В советский период как сама партизанская разведка, так и ее деятельность по анализу коллаборационизма и национализма на оккупированных территориях и искоренению этих явлений почти не освещались ветеранами партизанского движения[417] и не изучались советскими и иностранными историками[418]. По всей видимости, причинами тому были соображения идеологического плана: до 1991 г. в СССР тема сотрудничества советских граждан с нацистами вообще не особо разрабатывалась историками[419]. Кроме того, в Советском Союзе существовал строжайший режим секретности данных, касавшихся любой деятельности отечественных специальных служб: допуск исследователей в архивы разведки был строго ограничен, даже их обработанные фонды лишь в незначительной степени вовлекались в научный оборот, а из государственных архивов все относящиеся к разведдеятельности документы методично изымались[420].

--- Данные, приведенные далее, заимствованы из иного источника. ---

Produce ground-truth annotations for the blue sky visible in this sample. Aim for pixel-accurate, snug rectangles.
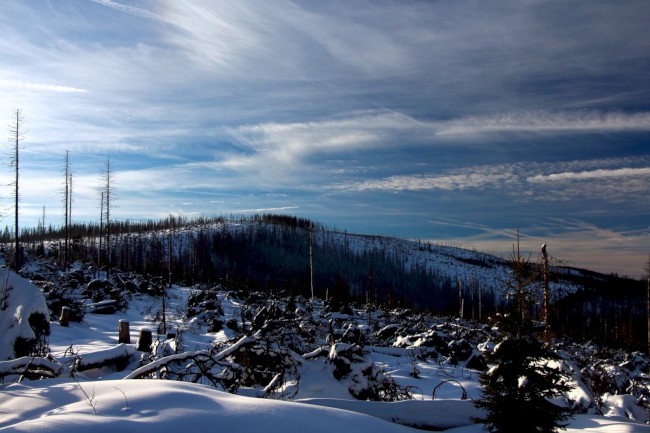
[1,0,649,277]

В постсоветский период этот пробел в корпусе исторической литературы о Второй мировой войне и советском партизанском движении был весьма частично заполнен российскими и зарубежными историками. Целый ряд серьезных научных работ о нацистской оккупации в СССР, затрагивавших развитие партизанского движения, зафронтовые мероприятия советских органов госбезопасности и самих партизан, вообще не коснулся темы деятельности партизанской разведки по изучению и искоренению коллаборационизма и национализма[421]. А те исследователи, что все же обратили внимание, не пошли далее его лаконичного освещения. Так, например, российский историк Борис Ковалев в книге «Нацистская оккупация и коллаборационизм в России 1941–1944» упомянул о засылке агентуры Ленинградского штаба партизанского движения в действовавшие на оккупированной территории Ленинградской области «добровольческие» формирования коллаборационистов для их изучения и последующего разложения, а также об использовании партизан органами НКВД для тайного внедрения в структуры так называемой Русской освободительной армии (РОА)[422]. В предисловии к сборнику документов о деятельности советских партизан и разведывательных структур на территории Латвии в 1941–1944 гг. латвийский историк Хейнрихс Стродс отметил такое явление, как сбор информации о «врагах народа» с целью их последующей нейтрализации[423].